Pitbull (ピットブル)が2009年にリリースした4枚目のアルバム「Pitbull Starring in Rebelution」は、彼にとって初のメジャーレーベルからのリリースであり、自身のレーベルMr.305 Incからの初のリリースとなりました。
リードシングル「Krazy」(2008)は、映画「ワイルド・スピード4」のサントラに収録され、セカンドシングルの「I Know You Want Me (Calle Ocho)」は、2009年に最も視聴されたMVとなり、一躍全米中から注目を浴びる存在となりました。
今回は、このアルバムから3枚目のシングル「Hotel Room Service」(2009)をピックアップ。
ここでは、この曲の元ネタについて解説します。
Pitbull – Hotel Room Service (2009)
“Hotel Room Service” 楽曲情報
レーベル
Polo Grounds Music
MR. 305 Inc
RCA Music Group
プロデューサー
Pitbull
Jim Jonsin
元ネタ・サンプリング
Nightcrawlers – Push The Feeling On (The Dub of Doom) (1992)
The Sugarhill Gang – Rapper’s Delight (1979)
“Hotel Room Service” 元ネタ・サンプリング①
Nightcrawlers – Push The Feeling On (The Dub of Doom) (1992)
元ネタになったのは、スコットランドの音楽グループNightcrawlers (ナイトクロウラーズ)の「Push The Feeling On (The Dub of Doom)」(1992)です。
当初はディスコとアシッドジャズの影響を受けて作られたこの曲は、シングルとしてリリースされ、UKチャートで86位を記録。
Nightcrawlers – Push The Feeling On
翌年にアメリカで発売されたこの曲の再発盤も同様の結果でマイナーヒットとなりましたが、B面に収録されたミシガン州デトロイト出身のDJ兼プロデューサーMarc Kinchenによるリミックスは、アメリカでのリリースの際に「Push the Feeling On (The Dub of Doom)」と改名されました。

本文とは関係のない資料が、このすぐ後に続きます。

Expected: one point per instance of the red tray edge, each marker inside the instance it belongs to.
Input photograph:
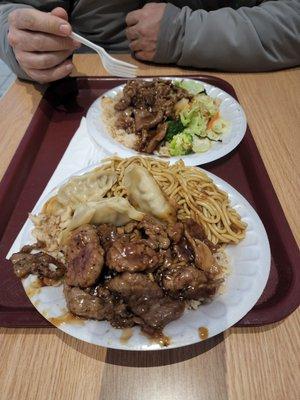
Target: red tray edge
(252, 317)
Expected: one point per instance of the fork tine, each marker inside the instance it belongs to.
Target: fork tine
(110, 64)
(118, 71)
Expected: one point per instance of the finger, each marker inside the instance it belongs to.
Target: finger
(60, 13)
(39, 21)
(48, 60)
(52, 74)
(132, 18)
(132, 33)
(29, 41)
(136, 45)
(144, 55)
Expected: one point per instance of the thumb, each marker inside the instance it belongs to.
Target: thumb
(60, 12)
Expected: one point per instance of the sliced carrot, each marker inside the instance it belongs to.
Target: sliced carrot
(212, 120)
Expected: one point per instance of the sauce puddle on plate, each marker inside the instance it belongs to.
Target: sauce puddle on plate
(126, 335)
(203, 333)
(67, 318)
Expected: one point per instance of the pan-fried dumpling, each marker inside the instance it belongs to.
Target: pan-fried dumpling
(145, 194)
(54, 208)
(114, 210)
(88, 187)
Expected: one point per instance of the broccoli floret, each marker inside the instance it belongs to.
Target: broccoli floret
(181, 144)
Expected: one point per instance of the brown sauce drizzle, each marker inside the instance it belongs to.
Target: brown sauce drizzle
(34, 288)
(67, 318)
(126, 335)
(203, 333)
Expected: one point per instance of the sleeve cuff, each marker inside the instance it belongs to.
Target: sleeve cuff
(170, 37)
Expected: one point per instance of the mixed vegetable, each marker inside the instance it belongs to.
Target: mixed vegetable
(197, 124)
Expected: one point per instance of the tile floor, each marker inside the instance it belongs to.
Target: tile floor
(6, 78)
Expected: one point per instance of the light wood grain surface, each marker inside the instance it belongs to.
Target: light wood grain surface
(252, 363)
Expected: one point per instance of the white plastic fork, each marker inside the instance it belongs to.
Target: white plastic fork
(110, 64)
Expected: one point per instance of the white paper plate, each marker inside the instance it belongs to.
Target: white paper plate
(250, 266)
(230, 109)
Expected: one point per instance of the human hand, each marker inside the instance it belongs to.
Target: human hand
(143, 28)
(41, 44)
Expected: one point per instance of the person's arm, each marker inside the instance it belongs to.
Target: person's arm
(262, 38)
(6, 51)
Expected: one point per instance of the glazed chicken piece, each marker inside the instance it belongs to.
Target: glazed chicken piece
(98, 303)
(146, 300)
(85, 257)
(86, 305)
(131, 256)
(41, 264)
(189, 271)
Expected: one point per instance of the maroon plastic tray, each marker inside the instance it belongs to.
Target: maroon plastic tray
(53, 125)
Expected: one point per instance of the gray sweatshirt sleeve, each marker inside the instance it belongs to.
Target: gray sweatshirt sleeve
(6, 52)
(262, 38)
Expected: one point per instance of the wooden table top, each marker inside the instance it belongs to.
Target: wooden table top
(253, 363)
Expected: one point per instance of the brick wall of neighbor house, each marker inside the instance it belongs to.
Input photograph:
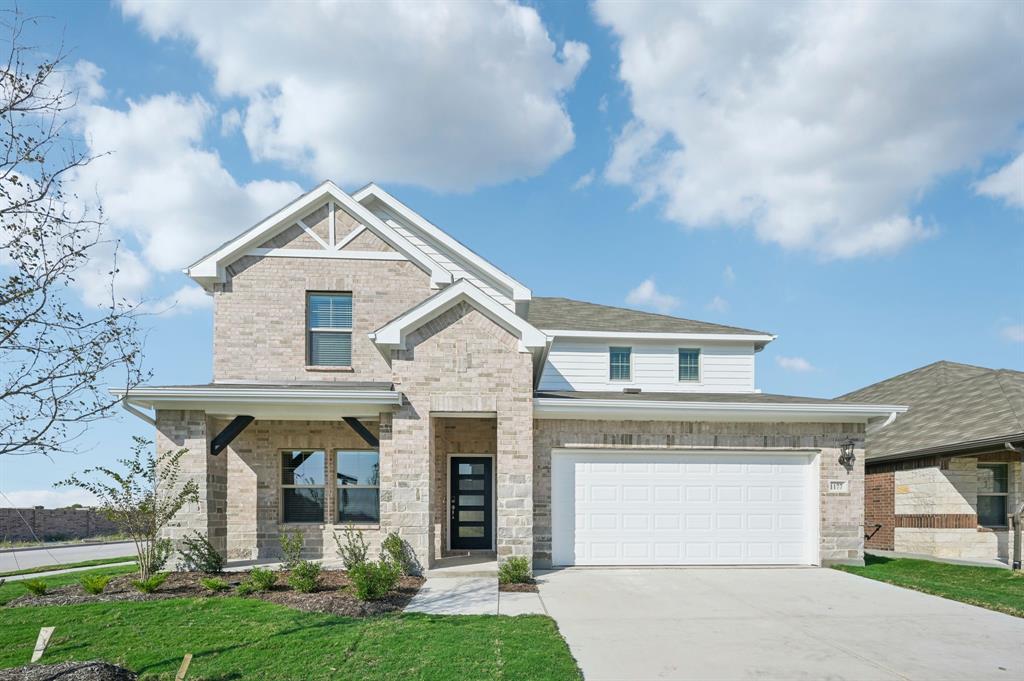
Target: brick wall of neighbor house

このリミックスは、イギリスのアンダーグラウンドシーンでヒットし、約2年間ヘビーにプレイされ後、1994年にヨーロッパで同じリミックスがシングルとしてリリースされ、オリジナルよりも大きな成功を収め、UKチャートで22位、ユーロチャートホット100で76位を記録。
その後「Push the Feeling On (New MK Mixes For ’95)」と題した改訂リミックスがMarc Kincheにより「MK Dub Revisited Edit」としてリリースされ、UKダンスチャート1位を獲得したほか、世界各国のチャートでも上位に入る成功を収めました。
また、彼らはオリジナルバージョンをカタログから削除し、このリミックスをデビューアルバム「Lets Push It」(1995)のファーストシングルとし、ジャンルをハウスミュージックに変更しています。
“Hotel Room Service” 元ネタ・サンプリング②
The Sugarhill Gang – Rapper’s Delight (1979)
Pitbullの「Hotel Room Service」は、ニュージャージー州イングルウッドで結成されたラップグループThe Sugarhill Gang (シュガーヒル・ギャング)の「Rapper’s Delight」(1979)もサンプリングしています。
彼らのデビューアルバム「Sugarhill Gang」(1980)に収録され、アルバムのリードシングルのこの曲は、ラップのシングルとしては初めて全米シングルチャートでトップ40にランクイン。
また、カナダチャートで1位、UKチャートで3位と世界的にヒットし、後にローリングストーン誌の「史上最も偉大な500曲」で251位に選出されています。
さらに、現在までに250曲以上でサンプリングされており、ラップカルチャーを語る上で欠かせない重要な曲として知られています。